Koroanvirüs sürecinde kontakt lens kullanmak riskli mi?
Uygun hijyen şartları devam ettirilebiliyorsa kontakt lens kullanımının herhangi bir sakıncası yok. Ama böyle bir viral pandemi zamaninda yani kontamine yüzeylere elle dokunmanın, ardından o elin göze gitme ihtimalinin yüksek olduğu zamanlarda riskli olabiliyor. Ayrıca kontakt lensin kuruluğa neden olması ve gözü kaşıma isteği uyandırması yüzünden ellerin istemsiz de olsa göze gitmesi ihtimali yukselebiliyor. Buna ozellikle boyle riskli zamanlarda dikkat edilmesini oneriyoruz. Salgın zamanında mümkünse gözlük kullanılmasını öneriyoruz. Gözlük, kontakt lense göre, yüzde yüz olmasa da, daha iyi bir koruyucu bariyer.
Peki koronavirüsten nasıl korunabiliriz?
Genel kişisel korunma prensiplerine uyulması şeklinde özetleyebiliriz. Bu çerçeve içerisinde ekipman olarak özellikle ağız, burun ve gözün bariyer sistemiyle kapatılması ve korunması temeline dayanıyor. Buna ek olarak el hijyeni çok önemli. Ellerin sık sık yıkanması ya da dezenfekte edilmesi. Sosyal mesafeyi koruyarak ve maske takarak virüsün kişiden kişiye bulaşmasını azaltmak elimizde.
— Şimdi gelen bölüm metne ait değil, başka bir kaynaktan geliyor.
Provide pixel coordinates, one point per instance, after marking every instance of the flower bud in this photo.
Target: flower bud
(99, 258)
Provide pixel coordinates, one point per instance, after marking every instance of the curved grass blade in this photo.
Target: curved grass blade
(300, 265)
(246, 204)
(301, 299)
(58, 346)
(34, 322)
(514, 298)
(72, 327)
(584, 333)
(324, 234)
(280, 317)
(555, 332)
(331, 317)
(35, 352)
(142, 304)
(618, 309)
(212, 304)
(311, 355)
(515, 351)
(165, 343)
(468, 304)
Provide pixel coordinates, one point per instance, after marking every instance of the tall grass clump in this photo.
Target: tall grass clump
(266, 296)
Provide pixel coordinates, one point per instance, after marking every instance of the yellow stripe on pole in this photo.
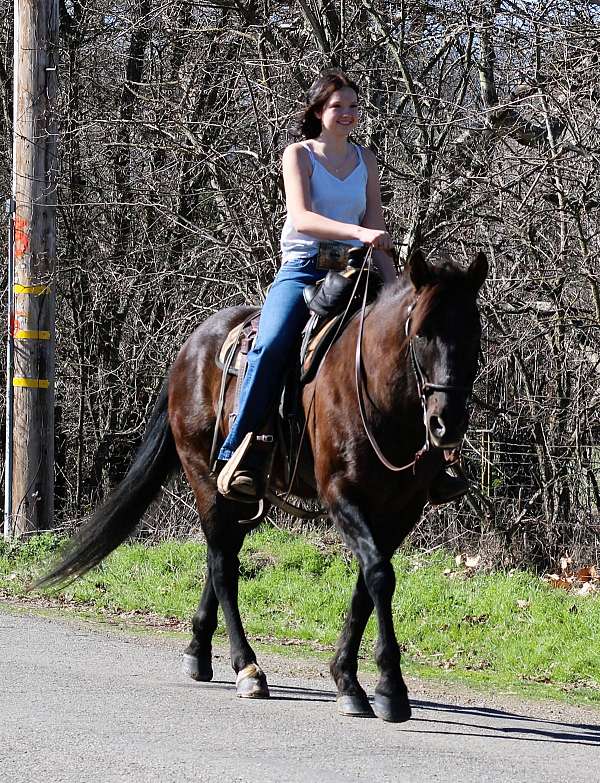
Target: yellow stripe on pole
(31, 383)
(36, 290)
(32, 334)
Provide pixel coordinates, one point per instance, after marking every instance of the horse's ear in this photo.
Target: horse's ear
(418, 269)
(478, 270)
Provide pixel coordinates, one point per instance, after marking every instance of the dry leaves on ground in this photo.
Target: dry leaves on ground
(581, 581)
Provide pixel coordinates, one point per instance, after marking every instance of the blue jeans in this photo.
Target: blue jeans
(282, 319)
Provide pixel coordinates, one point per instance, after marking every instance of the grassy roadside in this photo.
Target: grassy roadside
(495, 630)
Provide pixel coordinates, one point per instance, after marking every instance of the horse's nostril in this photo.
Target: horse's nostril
(437, 427)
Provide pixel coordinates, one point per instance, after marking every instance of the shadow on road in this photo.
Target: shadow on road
(441, 718)
(501, 724)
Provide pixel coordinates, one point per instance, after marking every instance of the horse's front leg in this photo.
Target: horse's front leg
(352, 700)
(391, 696)
(197, 659)
(225, 538)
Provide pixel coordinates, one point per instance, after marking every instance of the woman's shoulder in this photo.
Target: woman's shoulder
(298, 153)
(296, 149)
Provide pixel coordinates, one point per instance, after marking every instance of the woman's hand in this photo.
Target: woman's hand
(378, 239)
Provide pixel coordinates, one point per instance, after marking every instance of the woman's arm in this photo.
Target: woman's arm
(374, 218)
(296, 178)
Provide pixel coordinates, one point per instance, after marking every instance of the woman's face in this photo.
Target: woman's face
(339, 114)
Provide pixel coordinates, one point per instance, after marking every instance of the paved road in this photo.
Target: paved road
(79, 703)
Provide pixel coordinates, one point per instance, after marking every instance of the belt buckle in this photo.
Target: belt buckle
(332, 255)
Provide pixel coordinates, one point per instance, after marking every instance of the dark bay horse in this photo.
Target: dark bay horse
(416, 369)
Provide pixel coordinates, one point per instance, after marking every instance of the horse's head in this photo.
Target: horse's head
(445, 332)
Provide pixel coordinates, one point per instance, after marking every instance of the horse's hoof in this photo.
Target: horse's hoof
(394, 710)
(251, 683)
(192, 667)
(355, 705)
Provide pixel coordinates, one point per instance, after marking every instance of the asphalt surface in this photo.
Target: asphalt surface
(82, 703)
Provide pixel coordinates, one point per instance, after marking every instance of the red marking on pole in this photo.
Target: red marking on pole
(21, 237)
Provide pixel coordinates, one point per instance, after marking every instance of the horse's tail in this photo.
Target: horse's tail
(119, 515)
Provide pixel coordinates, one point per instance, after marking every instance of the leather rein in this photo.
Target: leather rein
(424, 387)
Önemli bilgiler verdiğiniz için çok teşekkür ederiz. Son olarak kendinizden bahsedebilir misiniz?
Ben Doçent Doktor Müge Kesen. Göz hastalıkları uzmani ve retina cerrahıyım. Hacettepe Üniversitesi Tıp Fakültesi mezuniyeti sonrası göz hastaliklari ihtisasımı Philadelphia’daki Temple Üniversitesi’nde ve vitreoretinal cerrahi ust-ihtisasimi Baltimore’da Johns Hopkins Üniversitesi’nde tamamladım. 1O sene ABD’nin farklı yerlerinde çalıştım ve şimdi Eylül 2020 itibariyle Maryland Üniversitesi’nde görev yapıyorum.